Research malaria prophylaxis options, and follow through. If you are not taking any prophylactics, be sure to always use a mosquito net for sleeping, and apply mosquito repellents once dusk sets in. On-skin repellent (only repellents containing ~40% DEET are effective, such as NoBite, Azeron Before Tropics etc.) is good but should be used in combination with on-clothes repellent (eg: NoBite). The clothes repellent is odourless approximately an hour after application, and clothes can be washed up to 4 times before it needs to be re-applied. If you wear long-sleeve clothing treated with the repellent and apply on-skin repellent to the skin parts not covered, you will be very safe against mosquito bites and can skip the prophylaxis with its notorious side effects. Be sure to take the repellent issue seriously, though, as it's very easy to fall into a more 'relaxed' mode after you've spent some time in the country.
Remember that Madagascar is in the tropics and take precautions against sunburn and heat exhaustion seriously. Wear lots of sunscreen and keep hydrated. Remember that a cloudy day does not mean you won't get burnt.
Everyday life in Madagascar is regulated by numerous fady (taboos) which vary from one region to another. They can forbid foods (pork, lemur, turtle... ), wearing clothes of a particular colour, bathing in a river or a lake. Observance of "Fady" is mostly limited to rural areas, as tourists will most likely not run into this problem if they stay in the main towns. However, there are Fady's in places such as Antananarivo but most Vazaha are exempt.
Fady are attributed to ancestors, to whom Malagasy adopt a respectful attitude whatever their religion. It is safest to respect these prohibitions and not violate them, even if you feel they don't make sense. Inform yourself about local fady when you arrive in a new place.
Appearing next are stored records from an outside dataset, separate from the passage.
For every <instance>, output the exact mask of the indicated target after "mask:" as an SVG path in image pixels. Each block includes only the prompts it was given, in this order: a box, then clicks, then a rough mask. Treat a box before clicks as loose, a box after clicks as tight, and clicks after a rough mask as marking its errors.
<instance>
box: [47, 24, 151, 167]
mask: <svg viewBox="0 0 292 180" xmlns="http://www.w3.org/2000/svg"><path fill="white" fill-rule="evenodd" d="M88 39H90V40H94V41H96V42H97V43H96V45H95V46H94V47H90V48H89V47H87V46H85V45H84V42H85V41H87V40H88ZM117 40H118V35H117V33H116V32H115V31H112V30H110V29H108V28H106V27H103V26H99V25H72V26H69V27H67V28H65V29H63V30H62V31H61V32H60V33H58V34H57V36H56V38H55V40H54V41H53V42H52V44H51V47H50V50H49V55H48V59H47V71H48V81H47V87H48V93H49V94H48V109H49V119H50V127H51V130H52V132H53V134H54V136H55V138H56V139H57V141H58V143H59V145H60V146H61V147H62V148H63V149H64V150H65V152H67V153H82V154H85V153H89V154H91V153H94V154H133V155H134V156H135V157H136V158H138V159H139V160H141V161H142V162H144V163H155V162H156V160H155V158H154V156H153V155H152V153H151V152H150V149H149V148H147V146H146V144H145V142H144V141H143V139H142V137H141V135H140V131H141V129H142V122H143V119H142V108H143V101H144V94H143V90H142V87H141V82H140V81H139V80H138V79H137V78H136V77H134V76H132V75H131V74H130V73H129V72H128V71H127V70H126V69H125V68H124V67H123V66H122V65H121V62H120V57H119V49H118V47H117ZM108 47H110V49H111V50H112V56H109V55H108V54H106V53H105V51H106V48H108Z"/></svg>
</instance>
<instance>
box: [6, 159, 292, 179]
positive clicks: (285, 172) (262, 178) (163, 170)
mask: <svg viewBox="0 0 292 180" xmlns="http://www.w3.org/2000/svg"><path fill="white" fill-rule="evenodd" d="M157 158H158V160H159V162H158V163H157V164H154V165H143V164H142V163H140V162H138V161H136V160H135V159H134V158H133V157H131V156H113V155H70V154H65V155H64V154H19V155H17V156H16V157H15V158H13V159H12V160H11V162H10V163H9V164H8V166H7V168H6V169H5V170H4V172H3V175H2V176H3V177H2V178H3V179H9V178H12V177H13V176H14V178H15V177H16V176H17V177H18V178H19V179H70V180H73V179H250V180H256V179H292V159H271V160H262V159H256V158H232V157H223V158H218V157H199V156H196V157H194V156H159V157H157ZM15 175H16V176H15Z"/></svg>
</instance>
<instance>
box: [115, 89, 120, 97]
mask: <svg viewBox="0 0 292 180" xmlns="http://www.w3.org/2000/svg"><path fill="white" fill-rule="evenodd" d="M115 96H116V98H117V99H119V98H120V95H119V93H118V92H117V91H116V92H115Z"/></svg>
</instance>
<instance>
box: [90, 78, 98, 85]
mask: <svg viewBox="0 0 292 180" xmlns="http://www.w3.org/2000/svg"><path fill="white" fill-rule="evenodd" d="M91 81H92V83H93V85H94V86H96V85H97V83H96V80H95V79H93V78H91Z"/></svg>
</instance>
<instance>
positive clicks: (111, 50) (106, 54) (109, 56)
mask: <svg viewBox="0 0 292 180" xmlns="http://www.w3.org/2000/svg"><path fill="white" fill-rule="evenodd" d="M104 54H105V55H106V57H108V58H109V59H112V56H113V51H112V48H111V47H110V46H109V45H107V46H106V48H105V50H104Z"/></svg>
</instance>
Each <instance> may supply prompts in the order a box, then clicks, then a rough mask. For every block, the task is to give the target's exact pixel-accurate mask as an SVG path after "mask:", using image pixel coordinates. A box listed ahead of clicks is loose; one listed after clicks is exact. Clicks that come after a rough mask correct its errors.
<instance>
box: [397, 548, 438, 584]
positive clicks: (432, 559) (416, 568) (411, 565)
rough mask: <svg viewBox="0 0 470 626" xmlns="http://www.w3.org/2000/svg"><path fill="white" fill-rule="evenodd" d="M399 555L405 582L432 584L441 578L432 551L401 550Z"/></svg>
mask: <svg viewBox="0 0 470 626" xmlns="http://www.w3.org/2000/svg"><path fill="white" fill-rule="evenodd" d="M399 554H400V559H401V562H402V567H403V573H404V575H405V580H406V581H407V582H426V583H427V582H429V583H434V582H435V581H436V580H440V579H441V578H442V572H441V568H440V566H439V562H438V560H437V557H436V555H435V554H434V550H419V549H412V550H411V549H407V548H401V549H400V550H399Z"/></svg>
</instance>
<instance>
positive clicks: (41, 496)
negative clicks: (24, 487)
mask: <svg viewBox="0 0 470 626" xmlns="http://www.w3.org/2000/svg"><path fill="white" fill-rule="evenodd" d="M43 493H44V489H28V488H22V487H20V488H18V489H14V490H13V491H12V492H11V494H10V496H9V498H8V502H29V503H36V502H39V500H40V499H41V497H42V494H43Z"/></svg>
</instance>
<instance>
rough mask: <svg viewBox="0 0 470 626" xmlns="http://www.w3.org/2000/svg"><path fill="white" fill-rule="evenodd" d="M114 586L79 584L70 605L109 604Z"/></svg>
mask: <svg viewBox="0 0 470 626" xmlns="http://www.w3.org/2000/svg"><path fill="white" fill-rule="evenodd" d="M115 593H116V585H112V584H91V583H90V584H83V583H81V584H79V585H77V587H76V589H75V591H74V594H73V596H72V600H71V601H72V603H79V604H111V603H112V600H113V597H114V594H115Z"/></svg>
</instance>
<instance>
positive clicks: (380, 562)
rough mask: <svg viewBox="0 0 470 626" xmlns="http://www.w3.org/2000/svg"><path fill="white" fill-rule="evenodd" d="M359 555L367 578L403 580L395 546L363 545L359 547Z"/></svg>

When addressing anyone older than you or in a position of authority (e.g. police, military, customs officials), use the word "tompoko (toom-pook)" the same way you would use "Sir" or "Ma'am" in English. Respect for elders and authority figures is important in Madagascar.
Do not ever take photos of a tomb without permission. Always ask permission before taking photos. Also, if you go to a remote village or hamlet it is fomba or tradition that you first meet with the head of the village if you have business in the village. Meeting this person can save you a lot of time if you have work to do there.